Pour Michel Lussault, géographe, professeur à l'École normale supérieure de Lyon et ancien directeur de l'École urbaine de Lyon, notamment auteur d'Hyper-lieux (2017) et Cohabitons! (2024) aux éditions du Seuil, le cas de la place Bellecour est emblématique de ce qu'il nomme « les impasses minérales ». Il regrette : « On se rend compte que l'on a été confronté à une urbanisation qui, il y a plusieurs décennies, n'a jamais intégré la question des îlots de chaleur ». Sur les places très artificialisées, comme Bellecour, « l'îlot de chaleur se nourrit de l'absence de végétation, de la réverbération des matériaux et d'une pollution qui accentue les effets de surchauffe, même la nuit ».
Face à cette tendance, l'ombrage est une réponse minimale, « plutôt un confort » qu'un vrai rafraîchissement. Pour le géographe, la chaleur urbaine ne peut être réellement endiguée qu'en croisant plusieurs approches comme l'évapotranspiration végétale, la restauration des circuits hydriques, la transformation des circulations d'air. « À Séoul, on a redécouvert un canal enterré, restauré l'écosystème, et offert un nouveau parcours aux piétons. » À Lyon ? « On fait ce qu'on peut sur des dalles, mais cela reste une solution de contournement. »
Végétation en ville : où en est-on dans la métropole de Lyon ?
• + 8, 5 hectares d'espaces verts créés entre 2020 et 2023 selon la Ville et la Métropole de Lyon
• 20 cours d'écoles végétalisées ou en cours de transformation depuis 2020
• 7 000 arbres plantés selon le dernier rapport métropolitain
• Mise en place de micro-forêts urbaines (ex : Duchère, 7e, Villeurbanne), avec des essences locales et un entretien minimal
• Une charte de l'arbre adoptée en 2021, fixant les principes de préservation, de plantation et de gestion du patrimoine arboré
Le fantôme de Chartres
À Chartres, on a tranché dans le vif. Littéralement. Une quinzaine de tilleuls, plantés depuis plusieurs décennies devant la cathédrale, ont été abattus mi-avril pour « dégager la vue ». Le maire divers droite, Jean-Pierre Gorges en a décidé ainsi, contre l'avis de l'architecte des Bâtiments de France et au grand dam de nombreux habitants. À la place des feuillages : des parasols. Des bâtons synthétiques censés compenser l'ombre naturelle, dans l'un des centres urbains les moins végétalisés de France.

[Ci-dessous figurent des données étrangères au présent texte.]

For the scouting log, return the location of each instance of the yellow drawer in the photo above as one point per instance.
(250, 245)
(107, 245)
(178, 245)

Sans que les deux situations ne soient identiques, l'épisode hante en creux l'aménagement temporaire de la place Bellecour. Car en misant sur une œuvre installative — aussi ambitieuse soit-elle — pour répondre à une demande de fraîcheur, la Ville prend le risque de brouiller la lisibilité de ses autres politiques plus structurelles. C'est ce que redoute Michel Lussault, qui craint que Tissage urbain ne donne l'impression que l'essentiel de l'action climatique se joue là et ne masque tout ce qui a été entrepris ailleurs depuis 2020 par la mairie écologiste en matière de végétalisation.